National regulators could also take the heat out of competition. If regulators clamp down on banks using deposits gathered in foreign subsidiaries to lend to clients in their home markets, the trend for local deposit gathering may no longer be so prevalent. Germany’s financial supervisory authority BaFin has already stepped in to prevent UniCredit borrowing from its German subsidiary. 

And even if deposits do come to be seen as less sticky, this does not necessarily mean the system is less stable. Banks will look to increase deposits to improve their capital positions and enable them to lend more, but it may prove to be those with the most opportunities to lend that take in most deposits. 

The consequences of the changes therefore look likely to favour the incumbents, reinforcing the status quo.

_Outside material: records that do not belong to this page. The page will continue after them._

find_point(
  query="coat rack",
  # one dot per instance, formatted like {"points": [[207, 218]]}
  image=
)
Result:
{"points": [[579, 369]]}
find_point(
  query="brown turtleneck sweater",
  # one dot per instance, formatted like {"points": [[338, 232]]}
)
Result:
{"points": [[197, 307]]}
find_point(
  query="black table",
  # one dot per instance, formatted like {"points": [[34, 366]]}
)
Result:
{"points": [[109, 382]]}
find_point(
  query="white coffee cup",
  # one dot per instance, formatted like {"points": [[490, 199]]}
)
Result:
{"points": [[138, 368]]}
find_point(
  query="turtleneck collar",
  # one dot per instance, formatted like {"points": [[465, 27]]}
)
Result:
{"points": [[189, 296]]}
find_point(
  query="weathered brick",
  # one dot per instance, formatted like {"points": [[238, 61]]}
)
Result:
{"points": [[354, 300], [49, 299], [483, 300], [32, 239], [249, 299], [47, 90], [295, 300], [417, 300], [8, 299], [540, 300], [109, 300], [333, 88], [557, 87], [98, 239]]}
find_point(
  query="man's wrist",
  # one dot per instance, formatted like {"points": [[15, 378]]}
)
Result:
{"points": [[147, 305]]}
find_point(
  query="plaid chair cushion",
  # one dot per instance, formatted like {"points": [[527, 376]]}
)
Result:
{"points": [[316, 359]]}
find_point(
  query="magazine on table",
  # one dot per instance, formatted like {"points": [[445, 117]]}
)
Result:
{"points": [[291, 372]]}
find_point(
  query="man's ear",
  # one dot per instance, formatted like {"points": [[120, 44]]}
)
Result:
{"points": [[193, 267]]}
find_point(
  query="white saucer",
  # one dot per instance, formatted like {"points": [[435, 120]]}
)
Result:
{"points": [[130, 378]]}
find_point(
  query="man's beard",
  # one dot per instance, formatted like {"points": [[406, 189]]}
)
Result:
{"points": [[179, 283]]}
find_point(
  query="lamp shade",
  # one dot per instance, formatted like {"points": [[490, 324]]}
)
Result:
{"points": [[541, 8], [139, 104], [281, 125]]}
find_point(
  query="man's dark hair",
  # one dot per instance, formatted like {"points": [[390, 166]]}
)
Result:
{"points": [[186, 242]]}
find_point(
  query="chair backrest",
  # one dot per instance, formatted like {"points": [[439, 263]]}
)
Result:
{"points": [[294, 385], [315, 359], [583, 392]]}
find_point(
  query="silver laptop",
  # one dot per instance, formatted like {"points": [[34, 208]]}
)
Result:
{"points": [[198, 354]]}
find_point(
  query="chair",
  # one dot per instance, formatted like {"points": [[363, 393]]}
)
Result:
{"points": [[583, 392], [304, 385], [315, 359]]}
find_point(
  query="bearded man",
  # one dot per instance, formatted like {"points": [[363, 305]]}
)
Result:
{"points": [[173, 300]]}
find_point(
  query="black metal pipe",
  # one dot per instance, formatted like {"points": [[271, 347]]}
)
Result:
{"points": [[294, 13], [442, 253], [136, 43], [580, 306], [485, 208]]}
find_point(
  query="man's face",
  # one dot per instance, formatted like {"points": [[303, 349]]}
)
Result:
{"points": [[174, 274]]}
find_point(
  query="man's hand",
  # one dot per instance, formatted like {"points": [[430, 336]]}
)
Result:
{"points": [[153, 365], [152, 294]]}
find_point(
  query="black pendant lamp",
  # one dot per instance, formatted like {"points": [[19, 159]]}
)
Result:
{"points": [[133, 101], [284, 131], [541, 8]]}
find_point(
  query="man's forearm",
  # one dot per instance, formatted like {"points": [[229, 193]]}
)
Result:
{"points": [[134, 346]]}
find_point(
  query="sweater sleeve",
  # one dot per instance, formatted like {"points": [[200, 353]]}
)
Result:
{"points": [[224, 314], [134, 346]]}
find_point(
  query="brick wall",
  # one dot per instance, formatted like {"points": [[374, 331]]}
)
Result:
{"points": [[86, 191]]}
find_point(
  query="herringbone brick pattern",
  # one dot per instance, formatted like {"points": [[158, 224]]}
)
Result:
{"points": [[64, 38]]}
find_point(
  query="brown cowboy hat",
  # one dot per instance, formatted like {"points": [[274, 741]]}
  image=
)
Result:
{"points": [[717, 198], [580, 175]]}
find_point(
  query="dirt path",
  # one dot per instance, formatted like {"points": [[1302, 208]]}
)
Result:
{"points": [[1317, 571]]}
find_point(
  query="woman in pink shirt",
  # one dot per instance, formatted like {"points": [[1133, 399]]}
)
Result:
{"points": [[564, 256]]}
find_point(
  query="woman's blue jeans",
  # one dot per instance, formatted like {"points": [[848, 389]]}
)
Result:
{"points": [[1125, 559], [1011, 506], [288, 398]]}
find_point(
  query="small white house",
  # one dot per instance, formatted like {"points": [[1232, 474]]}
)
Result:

People are likely to gravitate towards the big institutions, where they will be safest, predicts Trulli. “Depositors seem to be better protected in the large banks,” he says. “The larger banks have been the real winners in this crisis. Relatively speaking, credit risk and reputational risk are much higher among smaller banks, and government support is likelier for the big banks.” 

The big deposit banks with retail networks are therefore likely to maintain a stable market share, he says. “People will move between banks but overall the proportion doing that will be quite low.”

“I think we will see the market polarise increasingly between the super-safe institutions versus everybody else,” says Docherty. “Those in the latter category are going to struggle to attract deposits and we will see more failures.”

Smaller banks may have no option but to merge to give them more scale to compete, leading to even more systemically important, too-big-to-fail banks in Europe.